What's In Season

What’s In Season: November

1st November 2021

Welcome to our latest What’s In Season for the month of November. The coming month’s produce is full of flavour., ready for hearty, warming recipes as the weather turns frosty. November’s star seasonal goods are hugely versatile, so you’ll be spoilt for choice when it comes to deciding how to use them in your kitchen.

In-season means you’re buying fresh produce at the peak of it’s quality. It also means it’s more local, coming from British farms straight to your door. 

We’d added some delicious recipes and cooking suggestions to help inspire the use of these delicious ingredients – all ready to add to your basket. 


This leafy green adds an earthy depth to dishes, and is dense with nutrients.

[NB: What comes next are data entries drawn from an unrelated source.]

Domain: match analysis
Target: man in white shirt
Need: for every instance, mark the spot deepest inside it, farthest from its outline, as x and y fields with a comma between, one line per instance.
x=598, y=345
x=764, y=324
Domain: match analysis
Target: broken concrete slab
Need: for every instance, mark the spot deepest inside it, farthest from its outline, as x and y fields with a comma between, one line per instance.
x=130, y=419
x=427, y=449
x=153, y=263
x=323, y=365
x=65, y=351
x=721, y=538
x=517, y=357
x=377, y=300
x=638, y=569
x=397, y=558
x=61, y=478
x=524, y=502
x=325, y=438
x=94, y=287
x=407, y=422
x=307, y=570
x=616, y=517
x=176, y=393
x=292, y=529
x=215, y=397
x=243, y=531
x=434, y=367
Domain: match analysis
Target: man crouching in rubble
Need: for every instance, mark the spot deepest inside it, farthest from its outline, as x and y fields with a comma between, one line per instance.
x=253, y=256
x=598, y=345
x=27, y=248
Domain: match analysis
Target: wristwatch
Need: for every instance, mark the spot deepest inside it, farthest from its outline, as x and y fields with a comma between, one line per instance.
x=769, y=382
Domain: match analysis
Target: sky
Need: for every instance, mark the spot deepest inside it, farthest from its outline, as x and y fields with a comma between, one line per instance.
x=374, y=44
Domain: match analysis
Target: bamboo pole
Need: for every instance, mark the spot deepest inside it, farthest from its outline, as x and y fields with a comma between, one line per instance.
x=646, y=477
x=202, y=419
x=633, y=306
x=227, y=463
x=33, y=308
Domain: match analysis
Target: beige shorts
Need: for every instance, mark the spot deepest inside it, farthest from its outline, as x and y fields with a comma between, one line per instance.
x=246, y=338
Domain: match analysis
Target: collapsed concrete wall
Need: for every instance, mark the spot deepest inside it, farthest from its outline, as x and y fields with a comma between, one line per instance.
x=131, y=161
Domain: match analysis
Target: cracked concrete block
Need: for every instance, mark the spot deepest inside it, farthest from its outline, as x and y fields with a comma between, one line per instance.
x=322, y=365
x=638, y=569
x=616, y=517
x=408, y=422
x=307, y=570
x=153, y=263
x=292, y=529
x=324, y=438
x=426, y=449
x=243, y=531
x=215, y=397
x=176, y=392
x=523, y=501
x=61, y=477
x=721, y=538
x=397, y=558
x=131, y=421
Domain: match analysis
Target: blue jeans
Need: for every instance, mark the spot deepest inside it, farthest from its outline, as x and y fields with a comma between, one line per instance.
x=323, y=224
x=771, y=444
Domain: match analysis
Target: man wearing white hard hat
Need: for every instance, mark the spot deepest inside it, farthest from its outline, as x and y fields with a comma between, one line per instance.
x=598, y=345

The leaves can be eaten like spinach – add them to you next sandwich or salad for added texture and flavour.

When is chard in season?

Chard is in season from June to August, then again from October to April.

How to cook chard?

Cook the leaves and stalks separately or add the stems in a few minutes longer because they’re firmer.

Try this recipe for garlic and lemon rainbow chard.


The cabbage family is huge – but among the most popular are the white, savoy and red varieties. They each have their unique taste; savoy cabbage, for example, has a nutty, mild taste, and picks up flavours such as garlic, butter and lemon, really well.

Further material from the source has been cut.